I have done volunteer work. Maybe not the right one. I volunteered in hospital in Brooklyn and I told them I want direct patient contact to maximize the 'experience'. I ended up getting abused by LPNs doing their dirty work while they chit chat.
Stupid nurses who got the nerve to blame me when she couldn't find her menu after I picked up lunch take out for her.
I learn nothing but really resent the LPNs and the nurses.
What's the right place to volunteer n maybe I should ask for different department?

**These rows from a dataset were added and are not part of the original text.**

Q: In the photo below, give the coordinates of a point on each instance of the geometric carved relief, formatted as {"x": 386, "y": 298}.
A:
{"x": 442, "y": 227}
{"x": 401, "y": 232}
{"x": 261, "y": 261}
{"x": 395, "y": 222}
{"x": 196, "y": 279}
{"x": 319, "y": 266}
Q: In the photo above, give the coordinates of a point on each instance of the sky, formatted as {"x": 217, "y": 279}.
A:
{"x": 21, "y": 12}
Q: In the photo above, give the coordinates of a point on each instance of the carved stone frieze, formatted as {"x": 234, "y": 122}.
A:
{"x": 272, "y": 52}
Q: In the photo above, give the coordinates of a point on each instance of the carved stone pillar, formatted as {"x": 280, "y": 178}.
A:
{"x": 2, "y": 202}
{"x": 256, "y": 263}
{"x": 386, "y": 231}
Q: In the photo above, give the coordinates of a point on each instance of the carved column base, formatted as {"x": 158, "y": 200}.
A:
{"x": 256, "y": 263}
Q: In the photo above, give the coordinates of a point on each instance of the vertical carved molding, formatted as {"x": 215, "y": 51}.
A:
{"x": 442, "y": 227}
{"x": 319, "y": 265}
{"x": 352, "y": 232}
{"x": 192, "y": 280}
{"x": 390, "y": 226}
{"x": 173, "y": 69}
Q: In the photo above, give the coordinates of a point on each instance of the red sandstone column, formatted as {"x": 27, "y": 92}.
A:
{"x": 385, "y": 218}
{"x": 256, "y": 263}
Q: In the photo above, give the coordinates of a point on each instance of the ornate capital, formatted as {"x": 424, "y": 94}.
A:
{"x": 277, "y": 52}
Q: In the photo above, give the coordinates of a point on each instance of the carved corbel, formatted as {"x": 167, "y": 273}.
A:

Sorry you had some bad experiences. Not all nurses are like that. Do you think you might like kids? I've worked at children's hospitals in critical care. Usually they have child life departments. Try to volunteer through them--and then go help out in the various areas--including critical care. You will find more professional models for nursing. Even if the nurse-to-nurse cattiness (which today is often more behind the scenes but is no less a pain) is still there.
Don't take resentment toward nursing with you. First, they all aren't like that. Second, you have to learn to work with them as a team. There are plenty of other good reasons too.
If I read one more absurd thing about residents getting stupid pages and calls, I just may scream. Why? Honestly, most nurses, including myself, do not call the on-call person unless we have to do so. I certainly get no joy in waking someone up--especially some poor surgical resident that has to get up at 4 or 5 anyway, round by 6 and be in the OR around 7--and who has killed herself or himself working 70-80 hours already. But if I have to call you, it is b/c there is a need the patient has, and I either need you to come down, up, or over and help me hone in on what is going on with the crashing patient and give appropriate orders, or my (and your) pt is in pain and even the break thru meds aren't cutting it for him or her. . .or the poor patient is so stressed and tired and needs at least one night of sleep and someONE FORGOT to write for sleeping med orders--even after "last call rounds" (and then I got busy and didn't see that you didn't write for them).
Our patients have needs and they need to be addressed--LEGALLY. So, no, I can't forge an order for you or just pull a narc out and give it without appropriate orders.
And for the patient that is really dumping into his/her chest tubes in getting closer and closer to compromise, well, no. Guess what? The blood bank won't send me some packed cells and FFP just b/c I say my patient really needs such things--even if they know me and fully trust my knowledge and experience as a critical care nurse. BTW, if that is the case, your behind (covering resident or fellow) should be there to assess as well. Uh. . . Makes sense, No? And no, we won't take orders from a medical student--only from the appropriate signed-on resident, fellow, attending, NP or PA--and the latter two depends on the area and the policy in place.
So no, most of us good nurses aren't calling you just to be stupid or b/c of some sick sense of humor or b/c we are pizzed at you. If there is a pt need, as physicians or future physicians, you must learn to listen to caring, on-the-ball nurses that are there with your patients nonstop and see even the most subtle of changes many times, way before you may.
I haven't met a whole heck of a lot of stupid critical care nurses--usually if a RN in this area isn't swift enough, he or she is weeded out--or sometimes it can be a matter of weeding if some nurses don't like another nurse. Yea, it's stupid, but it happens. Mostly, however, critical care nurses in time learn a lot and have to be reasonably bright and vigilant to work in the area of intensive care/critical care nursing or emergency nursing. Many physicians realize this.
And really it just isn't wise to carry that negative attitude with you. You really don't want to get nurses against you in general. Trust me on this; it is very unwise.